Miguel Ángel

Personal information
- Full name: Miguel Ángel Gómez López
- Date of birth: 15 May 1998 (age 28)
- Place of birth: Casas-Ibáñez, Spain
- Height: 1.91 m (6 ft 3 in)
- Position: Forward

Youth career
- Albacer

Senior career*
- Years: Team / Apps / (Gls)
- 2017–2022: Albacete B / 37 / (13)
- 2017: → Almansa (loan) / 16 / (6)
- 2019–2022: Albacete / 8 / (0)
- 2020–2021: → Getafe B (loan) / 9 / (1)
- 2022: Socuéllamos / 6 / (0)
- 2022–2023: Villarrobledo / 14 / (0)

= Miguel Ángel (footballer, born May 1998) =

Spanish footballer

Miguel Ángel Gómez López (/es/; born 15 May 1998), known as Miguel Ángel, is a Spanish footballer who plays as a forward.

==Club career==
Born in Casas-Ibáñez, Albacete, Castile-La Mancha, Miguel Ángel represented UD Albacer as a youth. In 2017 he joined Albacete Balompié, being immediately loaned to Tercera División side UD Almansa for the season.
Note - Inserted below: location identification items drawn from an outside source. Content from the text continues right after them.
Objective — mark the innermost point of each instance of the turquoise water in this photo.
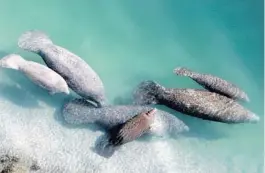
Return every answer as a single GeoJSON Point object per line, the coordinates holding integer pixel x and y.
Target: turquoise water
{"type": "Point", "coordinates": [126, 42]}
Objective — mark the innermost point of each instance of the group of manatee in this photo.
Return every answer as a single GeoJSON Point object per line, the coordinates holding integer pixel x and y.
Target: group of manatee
{"type": "Point", "coordinates": [125, 123]}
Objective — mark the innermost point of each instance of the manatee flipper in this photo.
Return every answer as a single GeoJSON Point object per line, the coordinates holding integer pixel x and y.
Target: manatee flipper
{"type": "Point", "coordinates": [72, 115]}
{"type": "Point", "coordinates": [103, 147]}
{"type": "Point", "coordinates": [33, 41]}
{"type": "Point", "coordinates": [146, 93]}
{"type": "Point", "coordinates": [182, 71]}
{"type": "Point", "coordinates": [12, 61]}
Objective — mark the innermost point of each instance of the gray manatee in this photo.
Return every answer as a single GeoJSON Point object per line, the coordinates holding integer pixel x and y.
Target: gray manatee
{"type": "Point", "coordinates": [79, 76]}
{"type": "Point", "coordinates": [37, 73]}
{"type": "Point", "coordinates": [214, 84]}
{"type": "Point", "coordinates": [194, 102]}
{"type": "Point", "coordinates": [79, 112]}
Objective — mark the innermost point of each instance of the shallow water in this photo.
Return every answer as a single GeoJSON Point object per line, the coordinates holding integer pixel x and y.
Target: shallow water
{"type": "Point", "coordinates": [125, 43]}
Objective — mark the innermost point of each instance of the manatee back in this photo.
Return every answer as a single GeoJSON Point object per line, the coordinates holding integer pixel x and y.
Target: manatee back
{"type": "Point", "coordinates": [208, 105]}
{"type": "Point", "coordinates": [220, 86]}
{"type": "Point", "coordinates": [79, 76]}
{"type": "Point", "coordinates": [44, 77]}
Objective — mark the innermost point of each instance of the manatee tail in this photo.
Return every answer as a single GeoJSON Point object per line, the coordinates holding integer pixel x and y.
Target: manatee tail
{"type": "Point", "coordinates": [252, 117]}
{"type": "Point", "coordinates": [12, 61]}
{"type": "Point", "coordinates": [182, 71]}
{"type": "Point", "coordinates": [147, 92]}
{"type": "Point", "coordinates": [103, 147]}
{"type": "Point", "coordinates": [33, 41]}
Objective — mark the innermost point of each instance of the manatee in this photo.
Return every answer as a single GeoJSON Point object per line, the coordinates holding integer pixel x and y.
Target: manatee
{"type": "Point", "coordinates": [80, 77]}
{"type": "Point", "coordinates": [214, 84]}
{"type": "Point", "coordinates": [125, 132]}
{"type": "Point", "coordinates": [39, 74]}
{"type": "Point", "coordinates": [80, 112]}
{"type": "Point", "coordinates": [198, 103]}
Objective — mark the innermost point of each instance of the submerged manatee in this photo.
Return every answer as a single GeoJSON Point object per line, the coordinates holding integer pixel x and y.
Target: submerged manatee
{"type": "Point", "coordinates": [80, 112]}
{"type": "Point", "coordinates": [214, 84]}
{"type": "Point", "coordinates": [37, 73]}
{"type": "Point", "coordinates": [194, 102]}
{"type": "Point", "coordinates": [125, 132]}
{"type": "Point", "coordinates": [79, 76]}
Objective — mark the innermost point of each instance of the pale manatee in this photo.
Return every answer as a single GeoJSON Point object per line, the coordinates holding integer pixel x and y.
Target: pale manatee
{"type": "Point", "coordinates": [79, 76]}
{"type": "Point", "coordinates": [39, 74]}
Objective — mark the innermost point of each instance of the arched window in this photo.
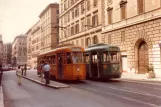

Miguel Ángel made his senior debut on 20 August 2017, starting and scoring a brace in a 2–1 home win against CD Villacañas. On 20 December, he was recalled by his parent club, and was assigned to the reserves also in the fourth division.

Miguel Ángel made his professional debut on 2 March 2019, coming on as a late substitute for Néstor Susaeta in a 0–1 away loss against Cádiz CF in the Segunda División. However, he spent most of the 2019–20 campaign nursing a knee injury.

On 5 October 2020, Miguel Ángel was loaned to Getafe CF B in the third division, for one year.